It is estimated that a quarter of a million Jews were gassed to death between April 1942 and October 1943 immediately upon arriving at the Sobibor death camp in Poland. Most of the victims were from Poland, the Netherlands, and Slovakia.
GAS CHAMBERS, JEWELRY UNEARTHED AT SOBIBOR DEATH CAMP
By Sandy Fitzgerald
Newsmax
September 19, 2014
Archaeologists have uncovered the long-buried remains of gas chambers, and jewelry and other personal items belonging to Jewish prisoners at the site of the Sobibor Nazi death camp in Poland.
"We uncovered four chambers," Israeli archaeologist Yoram Haimi, who has coordinated excavations at the site during the past eight years, told the Israeli publication Haaretz.
"Apparently, there were eight. We are in the midst of the excavations and we're now digging up the second part of the structure."
The discovery was the first time walls and cells of a building have been found on the site, which the Nazis demolished and buried in 1943 following a bloody prisoner uprising and escape, said Haimi.
Haimi said he and his Polish partner, archaeologist Wojciech Mazurek, also found jewelry
belonging to the Jewish inmates in an area near the chambers.
"We found earrings, gold wedding rings and a ring with the inscription, 'with this ring you are consecrated to me,' in Hebrew letters," said Haimi. "We also found a large Magen David and a coin dated 1927 from Palestine," he said. Perfume and medicine bottles were also discovered among the artifacts.

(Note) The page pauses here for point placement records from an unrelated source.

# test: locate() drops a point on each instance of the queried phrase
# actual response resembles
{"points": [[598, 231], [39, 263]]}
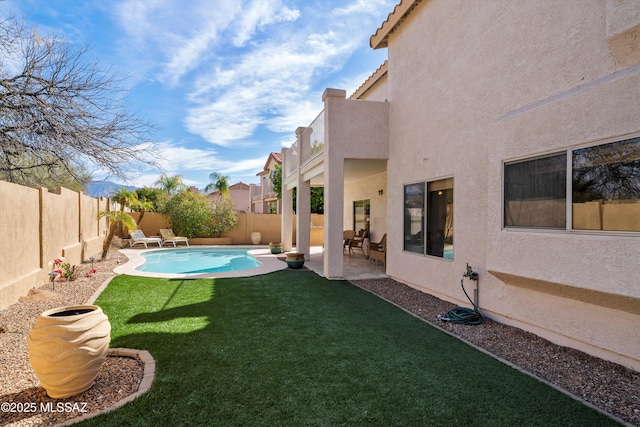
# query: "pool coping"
{"points": [[268, 263]]}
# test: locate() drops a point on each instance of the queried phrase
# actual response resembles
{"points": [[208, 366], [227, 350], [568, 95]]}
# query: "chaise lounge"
{"points": [[378, 251], [169, 237], [137, 236]]}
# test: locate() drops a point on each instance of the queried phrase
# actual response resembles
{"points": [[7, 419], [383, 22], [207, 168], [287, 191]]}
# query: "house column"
{"points": [[333, 187], [303, 199], [286, 230]]}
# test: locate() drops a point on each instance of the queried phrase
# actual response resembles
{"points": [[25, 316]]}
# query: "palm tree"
{"points": [[116, 218], [218, 182], [138, 205], [124, 198], [170, 184]]}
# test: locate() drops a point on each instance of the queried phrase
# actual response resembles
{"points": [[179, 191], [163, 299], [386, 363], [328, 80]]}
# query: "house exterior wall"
{"points": [[474, 84], [242, 197]]}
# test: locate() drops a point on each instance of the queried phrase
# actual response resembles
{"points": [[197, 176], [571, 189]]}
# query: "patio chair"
{"points": [[358, 242], [169, 237], [347, 235], [378, 251], [137, 236]]}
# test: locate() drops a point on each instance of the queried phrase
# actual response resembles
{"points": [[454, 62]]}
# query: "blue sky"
{"points": [[227, 81]]}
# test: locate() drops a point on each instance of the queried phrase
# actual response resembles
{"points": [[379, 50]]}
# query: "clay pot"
{"points": [[275, 248], [256, 236], [67, 346], [295, 260]]}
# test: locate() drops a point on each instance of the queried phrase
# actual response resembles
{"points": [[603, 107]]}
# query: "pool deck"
{"points": [[268, 263], [356, 266]]}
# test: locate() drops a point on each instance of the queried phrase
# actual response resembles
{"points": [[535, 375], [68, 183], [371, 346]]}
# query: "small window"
{"points": [[535, 193], [361, 213]]}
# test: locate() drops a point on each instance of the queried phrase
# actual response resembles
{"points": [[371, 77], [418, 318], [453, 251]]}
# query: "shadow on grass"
{"points": [[292, 348]]}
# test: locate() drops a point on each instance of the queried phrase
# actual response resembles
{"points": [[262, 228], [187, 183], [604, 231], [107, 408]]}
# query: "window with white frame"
{"points": [[428, 218], [604, 189]]}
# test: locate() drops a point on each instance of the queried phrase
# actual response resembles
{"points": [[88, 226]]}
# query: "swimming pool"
{"points": [[197, 261]]}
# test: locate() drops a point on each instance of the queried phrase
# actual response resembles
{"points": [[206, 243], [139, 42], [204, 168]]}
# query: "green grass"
{"points": [[291, 348]]}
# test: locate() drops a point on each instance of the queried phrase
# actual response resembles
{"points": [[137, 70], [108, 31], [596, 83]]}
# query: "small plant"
{"points": [[65, 270]]}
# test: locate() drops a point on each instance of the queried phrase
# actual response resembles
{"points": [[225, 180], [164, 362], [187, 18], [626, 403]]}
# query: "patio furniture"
{"points": [[358, 242], [169, 237], [347, 235], [378, 251], [137, 236]]}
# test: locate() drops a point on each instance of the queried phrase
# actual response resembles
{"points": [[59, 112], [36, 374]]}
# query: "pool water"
{"points": [[197, 261]]}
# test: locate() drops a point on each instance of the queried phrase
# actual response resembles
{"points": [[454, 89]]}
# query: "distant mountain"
{"points": [[104, 188]]}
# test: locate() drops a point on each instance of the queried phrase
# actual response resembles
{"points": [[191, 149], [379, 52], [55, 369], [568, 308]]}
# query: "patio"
{"points": [[356, 266]]}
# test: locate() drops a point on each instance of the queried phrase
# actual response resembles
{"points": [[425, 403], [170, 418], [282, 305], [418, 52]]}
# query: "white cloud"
{"points": [[259, 14]]}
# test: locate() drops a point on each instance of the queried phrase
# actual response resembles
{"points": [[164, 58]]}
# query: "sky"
{"points": [[226, 81]]}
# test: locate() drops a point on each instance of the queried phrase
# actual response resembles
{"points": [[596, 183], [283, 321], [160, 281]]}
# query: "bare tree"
{"points": [[62, 113]]}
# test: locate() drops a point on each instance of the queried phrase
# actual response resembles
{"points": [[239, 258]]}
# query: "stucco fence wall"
{"points": [[268, 225], [38, 227]]}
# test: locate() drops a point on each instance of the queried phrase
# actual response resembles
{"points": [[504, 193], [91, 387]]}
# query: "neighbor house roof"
{"points": [[277, 157], [381, 38]]}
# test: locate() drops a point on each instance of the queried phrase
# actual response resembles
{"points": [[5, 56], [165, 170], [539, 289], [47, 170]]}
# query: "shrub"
{"points": [[191, 214], [224, 215]]}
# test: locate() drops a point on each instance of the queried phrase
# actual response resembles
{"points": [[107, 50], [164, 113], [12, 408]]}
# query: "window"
{"points": [[535, 192], [440, 218], [605, 189], [414, 218], [428, 218], [361, 211]]}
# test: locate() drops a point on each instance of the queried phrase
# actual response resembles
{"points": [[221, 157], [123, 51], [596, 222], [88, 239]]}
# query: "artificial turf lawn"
{"points": [[292, 348]]}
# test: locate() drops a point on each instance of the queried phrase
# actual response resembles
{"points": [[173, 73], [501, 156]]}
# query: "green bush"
{"points": [[224, 216], [195, 215]]}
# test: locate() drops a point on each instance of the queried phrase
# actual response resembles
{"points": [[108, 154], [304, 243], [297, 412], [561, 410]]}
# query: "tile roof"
{"points": [[371, 80], [400, 12]]}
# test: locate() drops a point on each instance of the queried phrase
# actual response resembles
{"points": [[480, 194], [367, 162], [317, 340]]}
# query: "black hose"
{"points": [[464, 315]]}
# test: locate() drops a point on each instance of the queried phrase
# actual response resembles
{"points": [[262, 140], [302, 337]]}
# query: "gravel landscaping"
{"points": [[602, 384]]}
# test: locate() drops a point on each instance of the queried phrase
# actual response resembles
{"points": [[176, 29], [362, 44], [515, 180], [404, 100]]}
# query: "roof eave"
{"points": [[400, 12]]}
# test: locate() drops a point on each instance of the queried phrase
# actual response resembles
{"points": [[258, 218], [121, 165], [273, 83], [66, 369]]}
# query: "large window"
{"points": [[428, 218], [535, 193], [605, 189], [414, 218]]}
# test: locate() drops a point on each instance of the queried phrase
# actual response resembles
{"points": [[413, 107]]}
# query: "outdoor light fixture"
{"points": [[52, 278]]}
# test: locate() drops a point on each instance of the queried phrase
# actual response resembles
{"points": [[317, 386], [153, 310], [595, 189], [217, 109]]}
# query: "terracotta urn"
{"points": [[256, 237], [295, 260], [275, 247], [67, 346]]}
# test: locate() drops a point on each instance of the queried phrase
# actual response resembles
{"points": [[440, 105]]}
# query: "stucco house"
{"points": [[499, 134], [264, 199]]}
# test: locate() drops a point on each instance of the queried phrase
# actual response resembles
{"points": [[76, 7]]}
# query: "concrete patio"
{"points": [[356, 266]]}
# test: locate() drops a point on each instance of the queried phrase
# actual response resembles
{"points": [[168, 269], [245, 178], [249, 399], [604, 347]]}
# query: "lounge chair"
{"points": [[137, 236], [378, 251], [347, 235], [169, 237], [358, 242]]}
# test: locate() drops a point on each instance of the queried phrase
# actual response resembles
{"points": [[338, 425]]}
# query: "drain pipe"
{"points": [[465, 315]]}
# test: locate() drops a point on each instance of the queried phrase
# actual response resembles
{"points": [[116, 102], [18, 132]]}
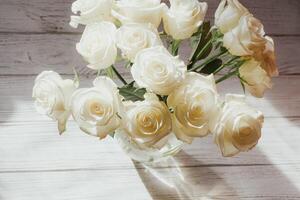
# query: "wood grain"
{"points": [[36, 162], [234, 183], [16, 101], [31, 54], [27, 136], [279, 17]]}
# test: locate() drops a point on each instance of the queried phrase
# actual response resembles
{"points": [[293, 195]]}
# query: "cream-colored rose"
{"points": [[98, 46], [97, 109], [148, 121], [157, 70], [267, 58], [183, 18], [237, 126], [132, 38], [138, 11], [246, 38], [52, 96], [257, 80], [91, 11], [228, 14], [192, 104]]}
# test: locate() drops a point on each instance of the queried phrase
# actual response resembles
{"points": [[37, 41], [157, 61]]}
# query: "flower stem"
{"points": [[119, 75], [175, 47], [226, 64], [193, 59], [227, 76], [199, 67]]}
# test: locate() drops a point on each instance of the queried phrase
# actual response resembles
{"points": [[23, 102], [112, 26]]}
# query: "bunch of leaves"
{"points": [[132, 93]]}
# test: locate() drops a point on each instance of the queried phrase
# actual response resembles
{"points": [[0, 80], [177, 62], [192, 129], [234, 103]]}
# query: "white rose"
{"points": [[228, 14], [183, 18], [132, 38], [97, 45], [148, 121], [237, 126], [157, 70], [138, 11], [52, 95], [91, 11], [257, 80], [192, 104], [246, 38], [97, 109]]}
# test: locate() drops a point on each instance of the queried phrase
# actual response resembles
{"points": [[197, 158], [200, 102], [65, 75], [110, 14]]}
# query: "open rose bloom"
{"points": [[168, 101]]}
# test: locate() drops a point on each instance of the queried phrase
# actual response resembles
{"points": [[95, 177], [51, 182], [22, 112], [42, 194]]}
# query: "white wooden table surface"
{"points": [[38, 164]]}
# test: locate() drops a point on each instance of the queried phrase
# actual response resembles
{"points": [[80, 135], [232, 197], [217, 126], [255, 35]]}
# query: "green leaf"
{"points": [[128, 65], [175, 47], [110, 72], [243, 86], [132, 93], [205, 51], [76, 78], [202, 48], [212, 66]]}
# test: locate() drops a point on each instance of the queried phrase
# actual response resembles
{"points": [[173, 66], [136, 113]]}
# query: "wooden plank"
{"points": [[36, 146], [36, 163], [31, 54], [282, 101], [250, 182], [279, 17], [29, 141], [75, 185]]}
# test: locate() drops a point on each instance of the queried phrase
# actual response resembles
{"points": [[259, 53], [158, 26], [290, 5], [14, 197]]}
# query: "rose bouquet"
{"points": [[171, 100]]}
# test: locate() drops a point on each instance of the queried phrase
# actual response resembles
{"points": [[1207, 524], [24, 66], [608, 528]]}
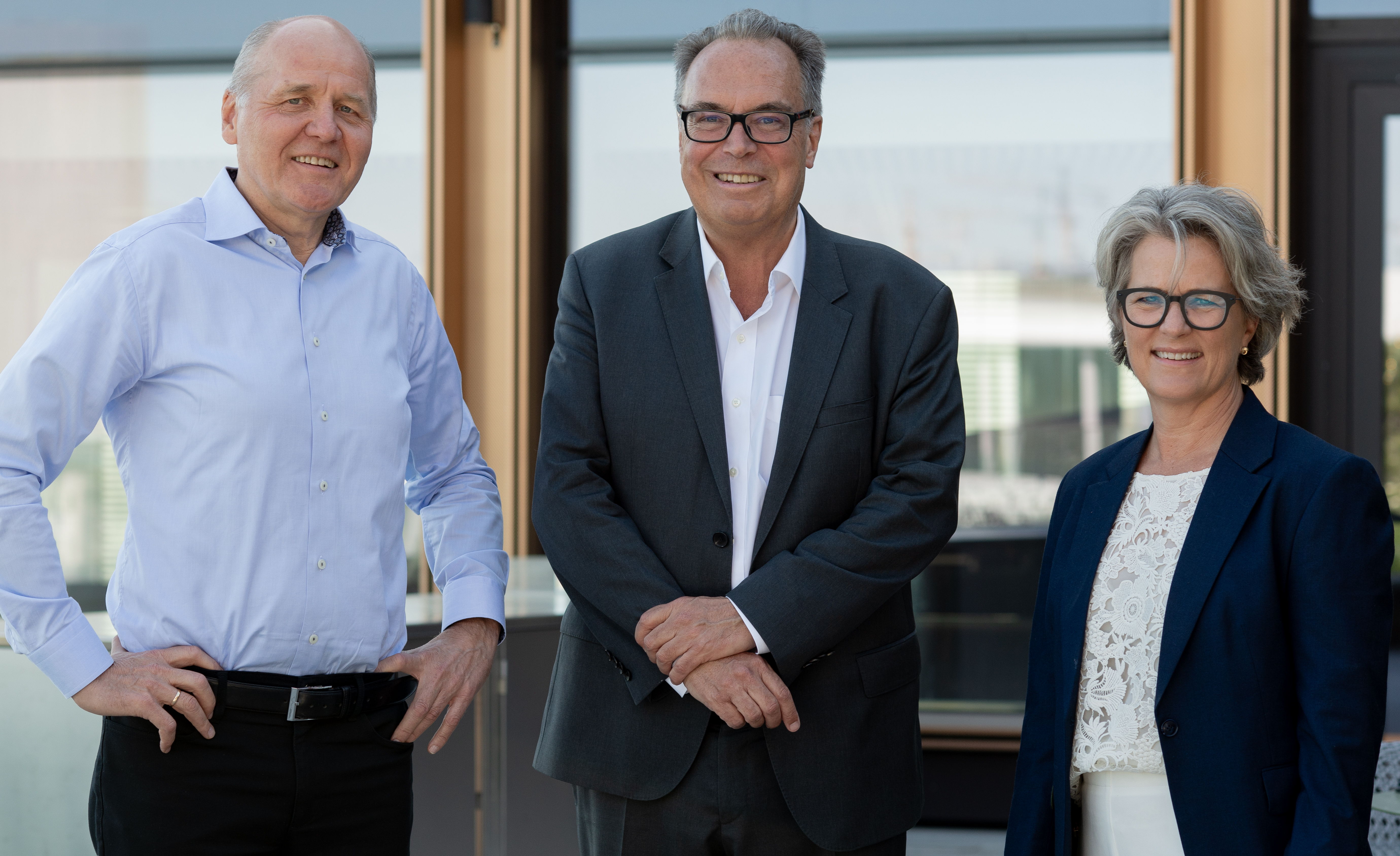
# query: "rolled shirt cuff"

Haimi said some of the items were found in a well, which the Germans had plugged while demolishing the camp.
"We were able to pull hundreds of items out of there," Haimi told Haaretz. "We’re very excited. We haven’t even had a chance to clean them."
A new visitors center is planned for the site, so Haimi's team is rushing to excavate the area in the hope of saving the Holocaust-era artifacts before construction starts.
Haimi's team has also uncovered the remains of the Sobibor crematorium and what is thought to be a tunnel that prisoners tried to use as an escape route.
The gas chamber's discovery is important for Holocaust studies, said Dr. David Silberklang, a senior researcher at the International Institute for Holocaust Research at Yad Vashem.
"These findings are all that is left of those who were murdered,” Silberklang said. “A small window has been opened to their daily suffering. This is the first time that we will be able to better understand what the murder process in the camp was, and what the Jews went through until they were murdered.”
The gas chambers were used to slaughter an estimated quarter of a million Jews, mainly from Poland, the Netherlands, and Slovakia between April 1942 and October 1943, and determining the gas chamber size could help researchers re-evaluate how many Jews lost their lives.
The camp opened in March 1942, at the same time as death camps at Treblinka and Belzec. It was demolished after prisoners rebelled in October 1943, when half of them escaped. Nothing remains above ground but the commander's house and a railroad track leading to the camp.
The camp is the same one where John Demjanjuk, who had ended up living in Cleveland, had served as a guard. A German court sentenced him to prison in 2011 for being an accessory to the murder of thousands of Jews, but he died at 91 before serving his sentence.
According to the Jewish Virtual Library, the camp was small, only extending 1,300 by 2,000 feet, and consisted of administration buildings, barracks and gas chambers, which used carbon monoxide to kill the prisoners.
The camp was almost exclusively a death camp, reports The Washington Post.
According to one German officer's testimony, when Jews arrived, they were told by an officer wearing a white coat and appearing to be a doctor that they had to be bathed and disinfected, and then they would be put to work. Instead, they were taken into the gas chambers and murdered by the thousands.